Hunt introduced a bill this year to look at potential remedies for abuses. It passed the House unanimously but died in the Senate. In hearings on that legislation, Seattle representatives testified to finding a lot of cars using expired or invalid placards to snag spaces near hospitals and in popular shopping areas.
"You'd like to find some way to crack down on it," he said. "We were trying to get some conformity in the approach."
When Hunt's bill died, he figured he would take it up again in 2014. He was surprised to see that the final transportation budget contained a provision to pretty much do what he wanted to do.
It set up the work group and directed it to "develop a strategic plan for ending any abuse." This group has met three times and is still gathering information.
One concern of lawmakers is whether physicians are too quick to sign off on applications, thus helping people obtain placards who really shouldn't have them.
They want the work group to look at possible "oversight measures" to ensure placards are properly issued. Those measures could involve random checks of applications and possible sanctions for physicians found to be signing off on requests improperly.
Any sanctions would be meted out through the Department of Health, the state's disciplinary arm for medical professionals.
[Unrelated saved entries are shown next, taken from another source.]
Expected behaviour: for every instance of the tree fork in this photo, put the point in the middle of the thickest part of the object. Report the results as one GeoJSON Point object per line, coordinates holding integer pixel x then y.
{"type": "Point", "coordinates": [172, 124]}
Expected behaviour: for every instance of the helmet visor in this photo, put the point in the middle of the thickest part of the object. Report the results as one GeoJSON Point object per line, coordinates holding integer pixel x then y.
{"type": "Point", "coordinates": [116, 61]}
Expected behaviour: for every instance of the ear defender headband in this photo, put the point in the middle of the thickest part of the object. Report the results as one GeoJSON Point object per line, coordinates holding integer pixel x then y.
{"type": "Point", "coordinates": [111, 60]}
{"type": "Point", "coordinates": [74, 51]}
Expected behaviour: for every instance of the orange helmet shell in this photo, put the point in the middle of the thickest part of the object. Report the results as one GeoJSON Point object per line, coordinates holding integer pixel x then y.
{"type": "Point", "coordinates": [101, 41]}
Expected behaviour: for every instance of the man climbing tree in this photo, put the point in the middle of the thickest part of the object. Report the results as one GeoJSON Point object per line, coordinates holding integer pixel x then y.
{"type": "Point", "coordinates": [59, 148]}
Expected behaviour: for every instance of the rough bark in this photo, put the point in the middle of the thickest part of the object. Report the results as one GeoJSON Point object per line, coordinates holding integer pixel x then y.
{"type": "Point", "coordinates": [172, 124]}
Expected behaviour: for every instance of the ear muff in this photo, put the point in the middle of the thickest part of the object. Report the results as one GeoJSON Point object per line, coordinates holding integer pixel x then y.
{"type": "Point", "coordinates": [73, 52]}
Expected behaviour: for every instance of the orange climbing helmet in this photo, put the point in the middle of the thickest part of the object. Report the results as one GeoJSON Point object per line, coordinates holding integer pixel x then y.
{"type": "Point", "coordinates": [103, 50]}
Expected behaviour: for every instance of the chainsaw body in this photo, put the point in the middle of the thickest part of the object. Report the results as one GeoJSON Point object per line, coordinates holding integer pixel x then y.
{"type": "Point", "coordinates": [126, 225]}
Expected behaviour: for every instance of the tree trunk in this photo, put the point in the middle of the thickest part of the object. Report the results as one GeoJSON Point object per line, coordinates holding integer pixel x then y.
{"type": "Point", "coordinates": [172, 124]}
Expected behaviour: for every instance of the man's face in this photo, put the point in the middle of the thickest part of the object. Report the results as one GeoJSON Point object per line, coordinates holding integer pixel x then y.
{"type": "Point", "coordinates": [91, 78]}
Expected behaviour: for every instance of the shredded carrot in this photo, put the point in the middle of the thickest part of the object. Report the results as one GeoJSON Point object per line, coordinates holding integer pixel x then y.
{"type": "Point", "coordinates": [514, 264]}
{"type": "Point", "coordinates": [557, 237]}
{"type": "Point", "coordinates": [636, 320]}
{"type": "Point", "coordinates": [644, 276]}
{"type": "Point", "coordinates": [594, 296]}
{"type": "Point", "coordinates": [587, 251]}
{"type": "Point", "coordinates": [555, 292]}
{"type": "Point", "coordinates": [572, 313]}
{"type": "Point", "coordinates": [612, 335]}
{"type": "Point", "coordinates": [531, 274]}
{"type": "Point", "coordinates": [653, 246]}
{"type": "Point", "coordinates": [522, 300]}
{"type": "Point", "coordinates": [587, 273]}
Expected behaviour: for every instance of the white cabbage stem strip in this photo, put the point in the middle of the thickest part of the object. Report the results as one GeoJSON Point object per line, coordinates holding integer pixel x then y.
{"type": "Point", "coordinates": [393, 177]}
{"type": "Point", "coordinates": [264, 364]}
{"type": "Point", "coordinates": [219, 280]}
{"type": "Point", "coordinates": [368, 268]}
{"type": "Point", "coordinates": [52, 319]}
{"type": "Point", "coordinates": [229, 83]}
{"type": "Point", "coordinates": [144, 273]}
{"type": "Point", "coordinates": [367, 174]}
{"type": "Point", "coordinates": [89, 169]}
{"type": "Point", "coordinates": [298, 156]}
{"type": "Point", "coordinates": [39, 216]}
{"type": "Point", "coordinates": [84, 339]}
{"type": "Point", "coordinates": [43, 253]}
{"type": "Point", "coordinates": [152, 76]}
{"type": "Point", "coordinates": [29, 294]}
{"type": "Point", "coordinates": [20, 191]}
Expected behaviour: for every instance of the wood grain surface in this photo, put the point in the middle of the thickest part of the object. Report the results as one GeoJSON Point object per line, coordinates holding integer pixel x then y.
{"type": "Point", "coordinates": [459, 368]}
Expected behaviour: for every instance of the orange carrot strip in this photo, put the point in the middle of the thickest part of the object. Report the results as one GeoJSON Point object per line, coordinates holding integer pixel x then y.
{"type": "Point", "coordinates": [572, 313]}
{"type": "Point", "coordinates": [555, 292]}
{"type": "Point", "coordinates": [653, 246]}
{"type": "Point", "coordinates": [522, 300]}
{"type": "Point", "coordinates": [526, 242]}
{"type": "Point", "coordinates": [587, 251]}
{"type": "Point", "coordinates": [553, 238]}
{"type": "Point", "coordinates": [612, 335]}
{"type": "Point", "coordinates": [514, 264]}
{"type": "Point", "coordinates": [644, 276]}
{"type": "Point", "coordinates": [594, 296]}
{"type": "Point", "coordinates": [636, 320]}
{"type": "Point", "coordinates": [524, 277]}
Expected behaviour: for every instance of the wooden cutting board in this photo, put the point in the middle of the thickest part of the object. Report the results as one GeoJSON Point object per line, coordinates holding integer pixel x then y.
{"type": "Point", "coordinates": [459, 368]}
Kristi Weeks, director of the Office of Legal Services for the Department of Health, said the agency doesn't track which doctors are signing the applications, so the only way to learn about potential wrongdoing is if someone files a complaint.
"Right now I cannot say there's an individual person who is issuing an inordinate amount or issuing them improperly," she said. "To the best of my knowledge, we have never had a complaint related to the issuance of disabled parking placards."
Incentives for abuse
With a placard, one can park for free for unlimited time, including in metered spaces not specially designated for disabled parking.
In Seattle, where parking is at a premium and spaces are typically hard to find and expensive, those placards are valuable commodities.
Through enforcement surveys and crackdowns, city officials have seen cars with expired placards and encountered drivers using valid ones borrowed from a relative or friend.
"There is incentive for people to use them for reasons other than the way they are intended," said Mike Estey, manager of parking operations and traffic permits for the Seattle Department of Transportation.
Such placard abuse occurs elsewhere but is far less of a problem.
"We have seen some issues in Everett. As they come up, we address them," said Aaron Snell, spokesman for the Everett Police Department.
Incidents of misuse are recorded most often in the downtown core and around the Colby campus of Providence Regional Medical Center Everett, two areas where parking is timed and, in some cases, metered. Typically it's a borrowed permit or an expired one, he said.
"For us, it is not an overriding problem," Snell said. "If the state were to provide more tools for enforcement, we would implement them."